At a time when the Modi government had distanced itself from the unionists of Kashmir, a delegation of J-K’s sarpanches was the first to have met the Union Home Minister Amit Shah after the abrogation of the region’s limited autonomy last year.
In a meeting with elected village representatives in September, the union minister of home affairs, Amit Shah, had promised them security cover and an insurance scheme of two lakh rupees, both of which continue to elude many sarpanches and panches nearly a year later.
Nana Jee Wattal, another Congress sarpanch from the Kashmiri Pandit community, is among the few who were assigned a personal guard for over a decade until last year when his security cover was also taken away. “We are happy that BJP sarpanches are getting security and accommodation,” he said. “But the government has made us scapegoats.”
Mr. Wattal said that Mr. Pandita’s assassination as not linked to his being from the Pandit community: “Other sarpanches who have been killed were Muslim. Anyone working on a grassroots level for nationalism, secularism, and democracy is a target.”
Sanjay Tickoo, a resident of downtown Srinagar and the president of the Kashmiri Pandit Sangharsh Samiti, a Srinagar-based association of Kashmir Pandits, also agrees: “Militants are not lenient towards anyone participating in the political process.”
A shaken village
“Sorui kenh go khatam,” (everything is finished), said Bashir Ahmad, an elderly neighbour who works as a carpenter. “We have not eaten anything since his death.”
Mr. Ajay Pandita had adopted and was also known by the pseudonym Bharti, or Indian; the village, however, endearingly referred to him as Nitt batta. Many in the village have been taught by his father, Mr. Dwarka Nath Pandita, now retired, at the local government run school near the village.
“I have known his father since I was a child,” said Mr. Ahmad, now 60. “He really loved his students.”
Lukbawan had never witnessed any incidents of violence before their sarpanch’s killing. Without thinking twice about it, Muslim residents often perform ablutions in the pond attached to the village temple, and offer namaaz in its lawn. Mr. Ajay Pandita would also frequently visit the local mosque, said Mr. Ahmad. “Those who killed him are beasts,” he added. “We are still in disbelief.”
The villagers also remember Mr. Pandita as a dedicated worker who had gotten a drainage channel constructed in the village and just days before his death had met with the block development officer to discuss more projects. Mr. Pandita had won the village panchayat elections in the controversial December 2018 elections, defeating another Kashmiri Pandit – currently a resident of Jammu, and who visited the village only once on the voting day – representing the Bharatiya Janata Party (BJP).
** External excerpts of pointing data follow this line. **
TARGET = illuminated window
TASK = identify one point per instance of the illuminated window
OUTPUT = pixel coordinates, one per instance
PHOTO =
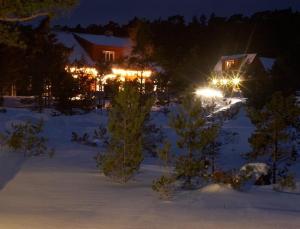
(109, 56)
(229, 64)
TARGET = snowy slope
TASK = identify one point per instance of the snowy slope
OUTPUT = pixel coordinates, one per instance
(68, 192)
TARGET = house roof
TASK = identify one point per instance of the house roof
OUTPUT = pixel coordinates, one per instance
(105, 40)
(78, 53)
(68, 39)
(248, 59)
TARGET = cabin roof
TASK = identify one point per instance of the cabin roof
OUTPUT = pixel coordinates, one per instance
(105, 40)
(248, 59)
(78, 53)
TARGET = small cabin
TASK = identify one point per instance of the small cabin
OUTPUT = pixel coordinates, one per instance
(244, 63)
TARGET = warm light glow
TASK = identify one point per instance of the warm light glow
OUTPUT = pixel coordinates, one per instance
(224, 81)
(131, 73)
(236, 81)
(215, 81)
(121, 74)
(85, 70)
(209, 93)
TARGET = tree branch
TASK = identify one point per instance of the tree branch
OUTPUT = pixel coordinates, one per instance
(23, 19)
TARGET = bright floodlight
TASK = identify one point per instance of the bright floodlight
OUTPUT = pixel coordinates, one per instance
(215, 81)
(209, 93)
(236, 81)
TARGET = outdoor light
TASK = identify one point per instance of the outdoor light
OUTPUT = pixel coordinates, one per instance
(131, 73)
(224, 81)
(209, 93)
(236, 81)
(215, 81)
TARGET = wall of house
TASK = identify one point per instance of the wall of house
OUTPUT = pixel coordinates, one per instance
(96, 51)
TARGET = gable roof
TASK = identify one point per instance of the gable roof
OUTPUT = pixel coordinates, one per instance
(105, 40)
(78, 53)
(248, 59)
(69, 40)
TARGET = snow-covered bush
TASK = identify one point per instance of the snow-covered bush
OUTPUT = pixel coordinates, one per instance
(259, 173)
(164, 186)
(26, 138)
(237, 180)
(287, 182)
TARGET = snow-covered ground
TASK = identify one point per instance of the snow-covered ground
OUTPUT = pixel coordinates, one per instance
(68, 192)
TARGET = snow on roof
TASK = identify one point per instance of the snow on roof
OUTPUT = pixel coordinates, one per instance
(248, 59)
(78, 53)
(105, 40)
(268, 63)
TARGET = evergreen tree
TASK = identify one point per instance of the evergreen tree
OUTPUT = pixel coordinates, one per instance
(192, 130)
(164, 184)
(125, 126)
(212, 146)
(273, 138)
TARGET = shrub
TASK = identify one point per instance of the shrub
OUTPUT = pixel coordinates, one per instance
(26, 137)
(164, 186)
(287, 182)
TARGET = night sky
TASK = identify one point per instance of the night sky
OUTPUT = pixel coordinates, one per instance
(101, 11)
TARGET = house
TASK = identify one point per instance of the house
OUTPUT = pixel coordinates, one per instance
(243, 62)
(92, 49)
(230, 71)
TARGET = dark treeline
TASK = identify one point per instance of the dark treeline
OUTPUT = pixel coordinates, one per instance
(189, 50)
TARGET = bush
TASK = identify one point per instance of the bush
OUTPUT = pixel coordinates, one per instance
(26, 138)
(237, 180)
(164, 186)
(287, 182)
(84, 139)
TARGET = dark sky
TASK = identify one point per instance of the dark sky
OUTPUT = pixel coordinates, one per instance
(101, 11)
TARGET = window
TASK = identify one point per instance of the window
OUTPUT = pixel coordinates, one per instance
(229, 64)
(109, 56)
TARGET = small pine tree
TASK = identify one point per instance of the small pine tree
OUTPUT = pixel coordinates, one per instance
(125, 126)
(190, 126)
(212, 146)
(273, 138)
(164, 184)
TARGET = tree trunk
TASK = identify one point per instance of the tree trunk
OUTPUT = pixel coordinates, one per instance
(274, 160)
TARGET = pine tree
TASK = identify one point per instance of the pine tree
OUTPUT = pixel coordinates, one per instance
(192, 130)
(164, 184)
(273, 138)
(125, 126)
(212, 146)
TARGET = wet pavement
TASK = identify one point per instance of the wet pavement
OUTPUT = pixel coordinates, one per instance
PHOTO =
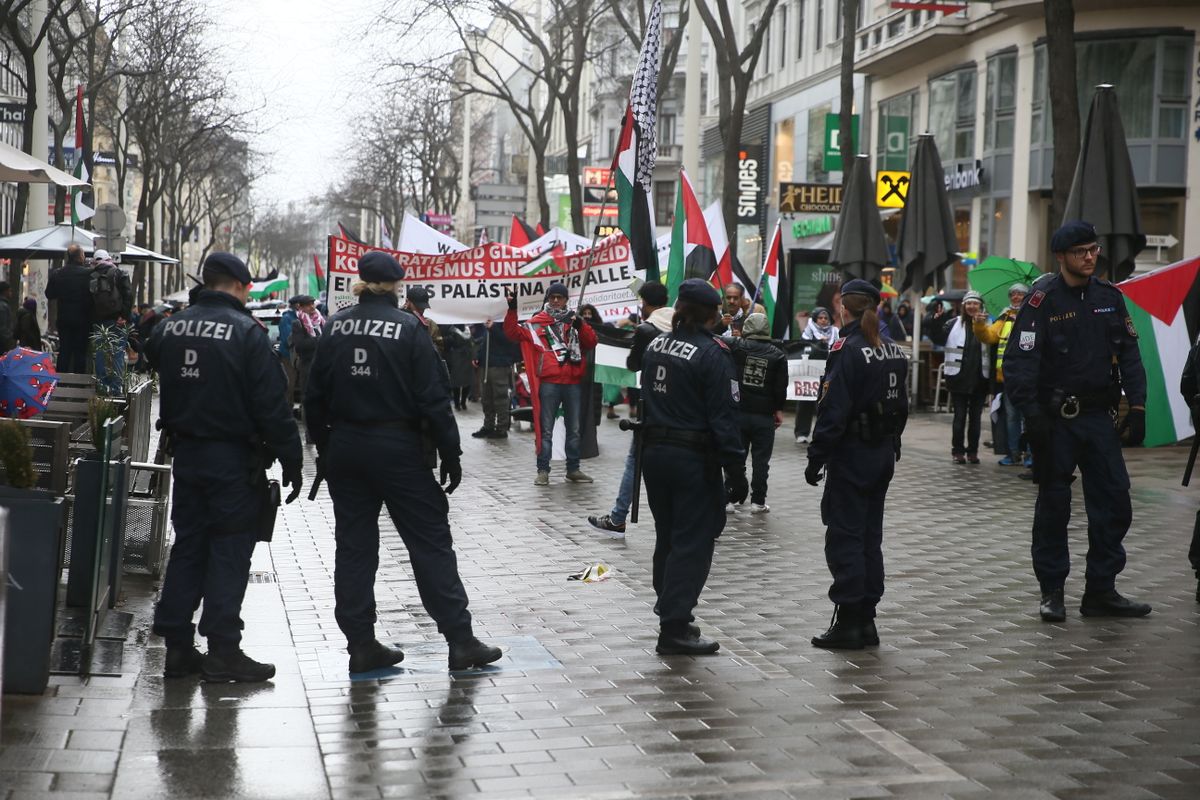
(969, 695)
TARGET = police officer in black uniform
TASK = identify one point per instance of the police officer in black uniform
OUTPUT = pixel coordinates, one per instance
(222, 403)
(375, 379)
(762, 383)
(1075, 349)
(690, 432)
(861, 415)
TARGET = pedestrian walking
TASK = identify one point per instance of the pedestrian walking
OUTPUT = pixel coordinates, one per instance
(861, 416)
(375, 379)
(762, 384)
(555, 343)
(1077, 349)
(657, 316)
(70, 288)
(222, 408)
(690, 433)
(496, 355)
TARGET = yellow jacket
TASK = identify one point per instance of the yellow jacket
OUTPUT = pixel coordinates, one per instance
(996, 334)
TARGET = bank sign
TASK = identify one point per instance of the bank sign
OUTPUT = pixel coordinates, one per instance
(750, 184)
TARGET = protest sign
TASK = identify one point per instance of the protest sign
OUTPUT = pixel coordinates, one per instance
(468, 287)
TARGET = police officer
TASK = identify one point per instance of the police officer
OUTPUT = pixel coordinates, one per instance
(222, 400)
(690, 432)
(762, 383)
(375, 379)
(861, 415)
(1075, 349)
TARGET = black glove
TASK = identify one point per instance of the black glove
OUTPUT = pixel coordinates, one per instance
(293, 479)
(1135, 425)
(737, 487)
(451, 470)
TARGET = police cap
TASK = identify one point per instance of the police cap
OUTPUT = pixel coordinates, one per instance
(228, 264)
(858, 286)
(419, 296)
(1073, 233)
(379, 268)
(700, 292)
(756, 326)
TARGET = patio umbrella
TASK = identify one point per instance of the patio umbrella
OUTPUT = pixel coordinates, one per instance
(52, 241)
(19, 167)
(996, 275)
(928, 241)
(859, 246)
(27, 382)
(1104, 192)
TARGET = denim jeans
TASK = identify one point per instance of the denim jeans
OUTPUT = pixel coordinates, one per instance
(625, 493)
(113, 380)
(1012, 428)
(551, 396)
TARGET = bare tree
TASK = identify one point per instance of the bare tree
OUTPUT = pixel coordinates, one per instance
(735, 70)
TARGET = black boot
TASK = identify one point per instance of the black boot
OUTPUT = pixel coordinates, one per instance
(183, 661)
(845, 631)
(1053, 608)
(233, 666)
(471, 653)
(371, 655)
(1110, 603)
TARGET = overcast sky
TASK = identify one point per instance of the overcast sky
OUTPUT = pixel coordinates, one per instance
(303, 65)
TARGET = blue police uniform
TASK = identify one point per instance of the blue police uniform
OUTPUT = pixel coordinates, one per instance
(690, 431)
(376, 383)
(861, 415)
(221, 397)
(1069, 354)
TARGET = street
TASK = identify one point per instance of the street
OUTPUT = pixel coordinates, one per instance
(969, 695)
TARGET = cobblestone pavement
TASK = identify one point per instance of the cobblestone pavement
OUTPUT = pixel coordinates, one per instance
(969, 696)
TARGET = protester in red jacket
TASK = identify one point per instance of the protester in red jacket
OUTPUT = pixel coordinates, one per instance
(553, 343)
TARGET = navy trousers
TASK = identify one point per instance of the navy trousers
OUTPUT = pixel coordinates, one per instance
(857, 480)
(215, 513)
(687, 495)
(1091, 443)
(369, 469)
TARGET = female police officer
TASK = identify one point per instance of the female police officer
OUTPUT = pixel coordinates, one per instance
(690, 432)
(375, 378)
(861, 415)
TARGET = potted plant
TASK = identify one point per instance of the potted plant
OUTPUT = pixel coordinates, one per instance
(35, 541)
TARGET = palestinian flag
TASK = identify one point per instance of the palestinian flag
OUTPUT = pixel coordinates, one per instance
(691, 247)
(774, 290)
(633, 166)
(1164, 308)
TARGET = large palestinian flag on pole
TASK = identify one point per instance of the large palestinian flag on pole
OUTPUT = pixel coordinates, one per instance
(691, 247)
(637, 149)
(1164, 306)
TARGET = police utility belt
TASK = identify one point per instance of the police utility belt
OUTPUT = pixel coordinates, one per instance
(1069, 405)
(699, 440)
In the absence of security, especially after Mr. Pandita’s killing, Lukbawan residents are even less likely to stand up in elections to fill the space he has left behind. In 1972, Mr. Ahmad had unsuccessfully contested state assembly elections from his constituency. But today, “if anyone even offers me the position, I will decline,” he said. “We don’t understand anything that is happening. I can’t even trust my own brother.”
For now, the villagers are trying to make sense of how the killing has altered their village.“He used to tell me, ‘Hindus want to go to swarg, and Muslims want to go to jannat, but God is in here,’” said Mr. Ahmad, pointing to his heart.